Sorry to reply a bit late to this thread -- I've been having
a few problems with e-mails to and from these mailing lists
(probably DNS-related, and seem to be sorted out now).

Anyway, to me this all feels like it's trying to mix together
several different concepts.  Many (though by no means all)
ontology_terms are really defining properties of objects.
The keys used in seqfeature_qualifier_value are a very good
example of this.  Similarly the location qualifiers.

Looking specifically at properties, they can be defined by:

  - Their domain -- the class (or classes) of object to which
    they apply.

  - Their range -- the set of values which are allowed.
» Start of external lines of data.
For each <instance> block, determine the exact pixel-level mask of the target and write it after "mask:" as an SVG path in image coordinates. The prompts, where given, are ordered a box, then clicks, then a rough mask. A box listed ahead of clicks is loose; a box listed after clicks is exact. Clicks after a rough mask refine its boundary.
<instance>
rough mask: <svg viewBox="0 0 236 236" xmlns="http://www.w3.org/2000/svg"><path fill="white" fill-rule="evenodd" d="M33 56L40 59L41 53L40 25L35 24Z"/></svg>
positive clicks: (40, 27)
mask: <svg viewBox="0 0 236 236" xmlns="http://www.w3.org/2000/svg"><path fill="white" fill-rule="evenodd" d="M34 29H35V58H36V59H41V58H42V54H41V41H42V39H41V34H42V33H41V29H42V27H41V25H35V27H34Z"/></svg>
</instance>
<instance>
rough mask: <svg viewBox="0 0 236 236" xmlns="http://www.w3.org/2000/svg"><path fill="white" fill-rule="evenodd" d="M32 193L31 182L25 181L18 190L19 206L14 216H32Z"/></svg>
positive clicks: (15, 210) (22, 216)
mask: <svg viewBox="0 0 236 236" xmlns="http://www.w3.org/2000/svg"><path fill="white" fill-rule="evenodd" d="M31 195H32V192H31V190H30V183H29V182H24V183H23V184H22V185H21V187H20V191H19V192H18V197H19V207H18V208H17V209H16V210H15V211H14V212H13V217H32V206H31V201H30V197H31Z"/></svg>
  - Their cardinality -- e.g, 0..1, exactly 1, 0..infinity

The domain might just be `seqfeature' or `seqfeature_location'.
But the interesting cases come when you set more restrictive
domains (say, "A feature of type SNP must have one or more
variants").  A more mundane application might be to define
the required set of qualifiers for a given feature type in
an EMBL feature table./

We're now taking ontology_terms somewhat beyond being a simple
controlled vocabulary, and into schema-land.  I don't know what
people's feelings are on this.  My understanding is that the
original plan with ontology_term was to leave it totally opaque,
then join on some extra tables which included relationship/schema
information.

As I understand it (please correct me if I've got the wrong
end of this), the `category' concept seems to be trying to
mix up aspects of property domains (for ontology_terms which
define names of properties) and propery ranges (for terms which
are used as values -- e.g. seqfeature_key).  Is this actually
a sensible thing to do?


Hilmar: I know you're on a tight schedule with this.  If adding
a category field solves your problem, today, then go for it.
However, it might be better to put this on a separate table,
for ease of untangling stuff in the future (it also avoids having
an FK to self, although you still get a circular reference, of
course).

     Thomas.


PS. The way I've discussed properties here is very DAML-esque.
    At some point in the past, I remember a dicussion about doing
    DAML definitions for the open-bio datamodels.  Did this
    ever get off the ground?